Standing Behind the Wheelchair
As I lingered among them hoping to share the feelings they so proudly possessed, I noticed the men and women who were pushing the wheelchairs. Most wore caps and insignias that marked them as veterans. They were one or two generations younger than the Vietnam Vets they escorted. They had served in Desert Storm, Iraq, Afghanistan, and the global war on terror. Some bore the wounds of war, artificial limbs, awkward gaits, canes, and service dogs. Still, they pushed the old vets along the wall with a respect and tenderness that only those who shared the sacrifice of war could conjure or display. That tableaux of comrades in arms rocked me, and I had to find a bench to sit and gather myself.
Never The Same
"When you go off to war, you never really return. You end up a stranger among your own people. That's why veterans gather here at the wall. We're not strangers here," said a burly vet with a full beard dressed in combat fatigues and a regimental beret. “As long as I can walk," he said he would help his brothers who no longer could. "The most dangerous thing a vet can do is come home to heal alone. You know you did your best but so many of your buddies didn't make it back. Somehow that makes you feel bad about yourself, and you're not sure how their loved ones feel about you. You begin to isolate and go downhill fast. I came to the wall for the first time ten years ago and have returned to the wall every day since. I was never a stranger here. I get these guys, and they get me. That feeling has kept me alive. I come and help the visiting vets to experience that feeling any way that I can. It looks like I'm just propping up their broken bodies, but really, I'm trying to help them repair their soul; to get that feeling that they are not alone.

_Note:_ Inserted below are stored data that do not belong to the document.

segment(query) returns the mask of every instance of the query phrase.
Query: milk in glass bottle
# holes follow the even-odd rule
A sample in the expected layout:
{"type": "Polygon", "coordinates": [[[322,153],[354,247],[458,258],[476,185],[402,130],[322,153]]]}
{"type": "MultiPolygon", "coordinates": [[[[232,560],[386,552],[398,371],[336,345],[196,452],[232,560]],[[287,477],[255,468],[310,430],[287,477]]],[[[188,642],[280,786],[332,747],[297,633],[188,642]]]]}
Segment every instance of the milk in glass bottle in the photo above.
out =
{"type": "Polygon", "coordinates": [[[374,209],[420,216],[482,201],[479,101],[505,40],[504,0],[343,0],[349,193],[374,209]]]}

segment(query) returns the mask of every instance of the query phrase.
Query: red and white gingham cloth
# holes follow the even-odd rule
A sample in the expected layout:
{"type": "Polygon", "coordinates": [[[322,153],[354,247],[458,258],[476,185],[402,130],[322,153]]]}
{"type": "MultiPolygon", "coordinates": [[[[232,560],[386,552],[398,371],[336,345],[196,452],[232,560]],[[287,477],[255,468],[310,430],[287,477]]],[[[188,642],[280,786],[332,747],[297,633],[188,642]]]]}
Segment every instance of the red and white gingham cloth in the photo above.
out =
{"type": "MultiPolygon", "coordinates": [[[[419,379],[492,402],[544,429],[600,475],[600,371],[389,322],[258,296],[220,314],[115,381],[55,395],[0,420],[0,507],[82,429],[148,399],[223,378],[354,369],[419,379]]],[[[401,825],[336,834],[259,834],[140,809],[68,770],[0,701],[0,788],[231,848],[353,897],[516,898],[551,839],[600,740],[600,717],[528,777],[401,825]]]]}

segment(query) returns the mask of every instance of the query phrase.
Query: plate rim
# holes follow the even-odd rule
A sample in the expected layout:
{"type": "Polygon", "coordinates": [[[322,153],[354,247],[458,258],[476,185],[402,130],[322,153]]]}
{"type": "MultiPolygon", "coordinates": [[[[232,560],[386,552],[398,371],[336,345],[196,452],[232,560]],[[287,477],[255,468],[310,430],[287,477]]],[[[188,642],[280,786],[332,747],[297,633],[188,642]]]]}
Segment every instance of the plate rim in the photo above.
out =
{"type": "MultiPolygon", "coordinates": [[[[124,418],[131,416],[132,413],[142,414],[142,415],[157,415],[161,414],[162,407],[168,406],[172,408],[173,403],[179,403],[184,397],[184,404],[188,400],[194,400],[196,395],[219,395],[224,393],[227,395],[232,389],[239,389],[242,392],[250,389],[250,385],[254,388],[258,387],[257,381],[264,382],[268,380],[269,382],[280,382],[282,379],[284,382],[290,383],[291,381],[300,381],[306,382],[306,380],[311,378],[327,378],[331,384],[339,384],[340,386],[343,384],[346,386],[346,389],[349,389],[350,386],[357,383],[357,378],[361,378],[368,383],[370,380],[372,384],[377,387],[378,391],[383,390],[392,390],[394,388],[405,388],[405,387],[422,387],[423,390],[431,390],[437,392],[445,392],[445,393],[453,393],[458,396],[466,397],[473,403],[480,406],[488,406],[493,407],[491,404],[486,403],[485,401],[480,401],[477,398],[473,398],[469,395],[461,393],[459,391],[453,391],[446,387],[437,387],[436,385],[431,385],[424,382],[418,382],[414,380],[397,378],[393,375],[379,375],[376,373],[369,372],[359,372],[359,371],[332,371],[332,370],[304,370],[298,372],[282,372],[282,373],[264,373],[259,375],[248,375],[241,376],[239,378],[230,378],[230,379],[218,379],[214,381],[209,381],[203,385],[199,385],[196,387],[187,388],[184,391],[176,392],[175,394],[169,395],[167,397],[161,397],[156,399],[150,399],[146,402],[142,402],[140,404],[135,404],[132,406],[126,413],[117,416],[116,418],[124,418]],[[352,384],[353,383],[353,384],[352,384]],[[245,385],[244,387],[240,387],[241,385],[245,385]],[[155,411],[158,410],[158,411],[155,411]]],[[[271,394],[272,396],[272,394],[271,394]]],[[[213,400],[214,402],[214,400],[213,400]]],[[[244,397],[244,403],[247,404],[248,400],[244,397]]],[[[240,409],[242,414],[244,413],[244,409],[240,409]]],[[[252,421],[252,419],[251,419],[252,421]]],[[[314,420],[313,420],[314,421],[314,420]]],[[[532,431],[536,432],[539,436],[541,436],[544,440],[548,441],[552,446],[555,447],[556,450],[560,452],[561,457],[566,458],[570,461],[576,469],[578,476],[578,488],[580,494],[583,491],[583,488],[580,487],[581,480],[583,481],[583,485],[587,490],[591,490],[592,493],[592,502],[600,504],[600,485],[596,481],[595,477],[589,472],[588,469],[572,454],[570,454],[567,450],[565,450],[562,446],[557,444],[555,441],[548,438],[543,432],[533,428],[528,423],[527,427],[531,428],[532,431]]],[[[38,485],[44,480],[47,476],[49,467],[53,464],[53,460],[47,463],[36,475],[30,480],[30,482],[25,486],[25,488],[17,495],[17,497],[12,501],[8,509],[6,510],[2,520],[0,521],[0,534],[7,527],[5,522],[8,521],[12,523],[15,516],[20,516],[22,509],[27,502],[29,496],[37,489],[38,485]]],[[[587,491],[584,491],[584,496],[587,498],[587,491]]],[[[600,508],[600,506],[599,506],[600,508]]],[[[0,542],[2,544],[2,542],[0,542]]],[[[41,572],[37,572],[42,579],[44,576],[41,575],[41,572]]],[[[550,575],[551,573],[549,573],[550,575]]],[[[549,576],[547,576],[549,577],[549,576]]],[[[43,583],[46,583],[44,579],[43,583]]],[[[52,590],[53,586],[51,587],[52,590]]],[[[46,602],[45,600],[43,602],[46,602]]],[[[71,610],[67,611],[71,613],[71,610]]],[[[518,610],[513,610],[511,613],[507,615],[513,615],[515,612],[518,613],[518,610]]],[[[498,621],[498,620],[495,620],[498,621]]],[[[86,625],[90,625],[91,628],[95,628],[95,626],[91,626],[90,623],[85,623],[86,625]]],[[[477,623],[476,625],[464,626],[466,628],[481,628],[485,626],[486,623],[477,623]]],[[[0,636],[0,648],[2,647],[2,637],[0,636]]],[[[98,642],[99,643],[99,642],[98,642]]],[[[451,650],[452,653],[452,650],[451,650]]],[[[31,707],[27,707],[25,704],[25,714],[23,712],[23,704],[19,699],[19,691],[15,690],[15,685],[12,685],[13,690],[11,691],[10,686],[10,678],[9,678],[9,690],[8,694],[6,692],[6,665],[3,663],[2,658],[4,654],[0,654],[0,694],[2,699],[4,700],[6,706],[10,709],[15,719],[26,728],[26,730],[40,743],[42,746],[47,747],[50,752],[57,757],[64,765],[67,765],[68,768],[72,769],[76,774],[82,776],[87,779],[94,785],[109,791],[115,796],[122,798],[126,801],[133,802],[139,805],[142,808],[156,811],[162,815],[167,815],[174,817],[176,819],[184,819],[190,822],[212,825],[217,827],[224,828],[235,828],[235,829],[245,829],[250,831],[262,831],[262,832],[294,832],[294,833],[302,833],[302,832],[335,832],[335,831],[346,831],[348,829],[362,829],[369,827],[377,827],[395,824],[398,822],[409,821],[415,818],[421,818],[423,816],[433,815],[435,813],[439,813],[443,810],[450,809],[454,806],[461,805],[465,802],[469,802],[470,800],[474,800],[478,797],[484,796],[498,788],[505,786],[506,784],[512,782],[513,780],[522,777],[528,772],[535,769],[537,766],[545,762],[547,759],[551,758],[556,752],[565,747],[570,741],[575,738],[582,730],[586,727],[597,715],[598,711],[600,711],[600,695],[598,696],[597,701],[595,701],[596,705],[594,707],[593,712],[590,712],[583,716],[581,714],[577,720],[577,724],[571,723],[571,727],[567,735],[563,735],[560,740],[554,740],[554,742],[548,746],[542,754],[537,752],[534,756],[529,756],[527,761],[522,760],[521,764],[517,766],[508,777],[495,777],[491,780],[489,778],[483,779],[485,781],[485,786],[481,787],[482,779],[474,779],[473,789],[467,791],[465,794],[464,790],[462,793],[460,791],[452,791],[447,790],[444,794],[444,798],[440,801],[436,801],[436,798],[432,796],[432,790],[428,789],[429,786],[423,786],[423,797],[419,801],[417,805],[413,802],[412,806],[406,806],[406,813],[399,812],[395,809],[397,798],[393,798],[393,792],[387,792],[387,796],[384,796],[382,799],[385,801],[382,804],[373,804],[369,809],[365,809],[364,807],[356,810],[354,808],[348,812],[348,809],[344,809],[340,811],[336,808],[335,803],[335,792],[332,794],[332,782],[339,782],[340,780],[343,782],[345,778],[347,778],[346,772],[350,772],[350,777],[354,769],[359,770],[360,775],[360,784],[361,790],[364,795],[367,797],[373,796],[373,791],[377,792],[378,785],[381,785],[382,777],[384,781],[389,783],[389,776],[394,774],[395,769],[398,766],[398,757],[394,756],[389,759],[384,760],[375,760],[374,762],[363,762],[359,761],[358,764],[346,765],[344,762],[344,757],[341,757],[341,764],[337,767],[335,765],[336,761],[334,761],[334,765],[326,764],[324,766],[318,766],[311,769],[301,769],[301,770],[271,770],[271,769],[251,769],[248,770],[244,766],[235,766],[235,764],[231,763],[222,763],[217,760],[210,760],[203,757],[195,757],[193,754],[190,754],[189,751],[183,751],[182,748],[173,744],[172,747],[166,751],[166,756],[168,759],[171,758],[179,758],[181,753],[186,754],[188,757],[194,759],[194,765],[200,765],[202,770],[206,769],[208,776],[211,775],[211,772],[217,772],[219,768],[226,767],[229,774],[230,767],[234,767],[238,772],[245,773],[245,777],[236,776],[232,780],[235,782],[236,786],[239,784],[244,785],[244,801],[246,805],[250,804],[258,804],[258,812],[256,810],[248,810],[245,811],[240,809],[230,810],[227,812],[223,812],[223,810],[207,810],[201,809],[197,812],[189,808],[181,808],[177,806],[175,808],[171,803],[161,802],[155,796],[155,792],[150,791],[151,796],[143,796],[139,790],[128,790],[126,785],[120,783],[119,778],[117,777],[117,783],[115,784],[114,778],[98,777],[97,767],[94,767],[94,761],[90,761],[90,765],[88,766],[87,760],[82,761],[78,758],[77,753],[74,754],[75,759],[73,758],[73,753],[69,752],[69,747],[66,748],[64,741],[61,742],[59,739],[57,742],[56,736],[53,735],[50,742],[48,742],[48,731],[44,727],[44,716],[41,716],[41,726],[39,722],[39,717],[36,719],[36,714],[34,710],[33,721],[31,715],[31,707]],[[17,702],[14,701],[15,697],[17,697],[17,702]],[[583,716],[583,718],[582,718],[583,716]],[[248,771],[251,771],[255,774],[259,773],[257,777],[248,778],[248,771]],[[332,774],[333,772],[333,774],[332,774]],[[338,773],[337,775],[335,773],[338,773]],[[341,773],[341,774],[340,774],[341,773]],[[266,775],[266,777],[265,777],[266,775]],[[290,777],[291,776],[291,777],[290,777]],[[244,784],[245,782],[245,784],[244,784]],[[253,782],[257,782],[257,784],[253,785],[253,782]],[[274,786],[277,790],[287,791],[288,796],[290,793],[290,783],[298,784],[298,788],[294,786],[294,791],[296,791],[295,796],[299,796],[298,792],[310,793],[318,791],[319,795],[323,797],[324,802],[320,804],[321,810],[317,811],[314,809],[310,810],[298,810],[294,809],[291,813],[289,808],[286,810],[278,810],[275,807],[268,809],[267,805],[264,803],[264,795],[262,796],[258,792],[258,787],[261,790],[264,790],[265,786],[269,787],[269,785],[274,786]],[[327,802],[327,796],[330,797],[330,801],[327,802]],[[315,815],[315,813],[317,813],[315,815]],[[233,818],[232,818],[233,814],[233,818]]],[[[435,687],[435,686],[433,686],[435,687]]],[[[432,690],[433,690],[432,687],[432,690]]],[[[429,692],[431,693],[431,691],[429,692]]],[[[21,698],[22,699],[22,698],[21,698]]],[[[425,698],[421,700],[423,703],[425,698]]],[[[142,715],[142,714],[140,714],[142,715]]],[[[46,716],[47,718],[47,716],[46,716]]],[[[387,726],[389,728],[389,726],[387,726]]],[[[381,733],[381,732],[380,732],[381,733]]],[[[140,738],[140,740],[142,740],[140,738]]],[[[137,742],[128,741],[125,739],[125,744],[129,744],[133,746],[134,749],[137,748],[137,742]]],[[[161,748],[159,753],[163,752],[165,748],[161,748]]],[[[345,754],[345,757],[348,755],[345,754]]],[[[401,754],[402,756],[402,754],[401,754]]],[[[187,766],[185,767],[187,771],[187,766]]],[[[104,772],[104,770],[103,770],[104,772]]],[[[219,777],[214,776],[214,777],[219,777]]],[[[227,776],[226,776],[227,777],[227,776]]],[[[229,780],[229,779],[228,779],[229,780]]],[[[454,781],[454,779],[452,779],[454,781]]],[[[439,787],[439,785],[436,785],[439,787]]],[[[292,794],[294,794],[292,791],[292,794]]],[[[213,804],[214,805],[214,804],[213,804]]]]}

The other vets who come and the thousands of grateful and respectful Americans who visit every day embrace and admire these visiting veterans healing them on the spot. I just don't know how long it lasts after the vets leave Washington. The healing often starts here at the wall, but it can only be a cure if it continues across the country. What these vets need to feel is that we are all in these wars with them. We’re united in our love for this great experiment in human freedom we call the United States of America. I guess that’s what we all need to feel.”